Solved – Testing for statistically significant difference in time series

hypothesis testingstatistical significancetime series

I have the time series of the prices of two securities, A and B, over the same period of time and sampled at the same frequency. I would like to test whether there is any statistically significant difference over time between the two prices (my null hypothesis would be that the difference is null). Specifically, I am using price differences as a proxy for market efficiency. Imagine A and B are a security and its synthetic equivalent (i.e. both are claims to exactly the same cash flows). If the market is efficient, both should have the exact same price (barring different transaction costs, etc.), or a zero price difference.
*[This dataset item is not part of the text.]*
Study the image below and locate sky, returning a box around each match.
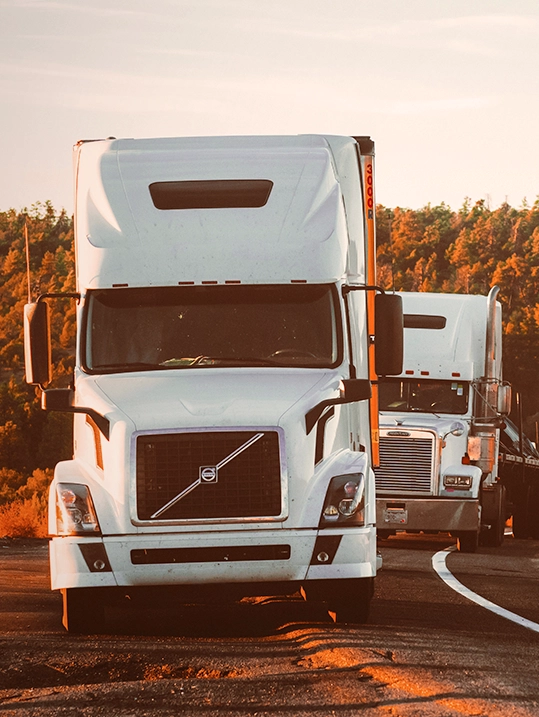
[1,0,538,214]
This is what I would like to test for. What is the best way to do so?

I might have intuitively run a two-sided t-test on the "difference" time series, i.e. on the A-B time series, and tested for $\mu_0$=0. However, I have the suspicion that there might be more robust tests, that take into account things like potential homoskedastic errors or the presence of outliers. In general, are there things to watch out for when working with the prices of securities?

Best Answer

I would not start by taking differences of stock prices, normalized for the same initial capital or not. Stock prices do not go below zero, so at best the differences between two stock prices (or accrued difference in initial capital outlay) would only be slightly more normal than the not normal distributions of price (or capital worth) of the stocks taken individually, and, not normal enough to justify a difference analysis.

However, as stock prices are approximately log-normal, I would start normalizing by taking the ratio of the two prices $\frac{\$A}{\$B}$, which obviates having to normalize to initial capital outlay. To be specific, what I am expecting is that stock prices vary as proportional data, that a change from a price of $\$1.00$ to $\$1.05$, discretization aside, is as expected as the change from $\$100.00$ to $\$105.00$. Then, all you have to worry about is whether the ratio of stock prices is increasing or decreasing in time. For that, I would suggest ARIMA or some other trending analysis.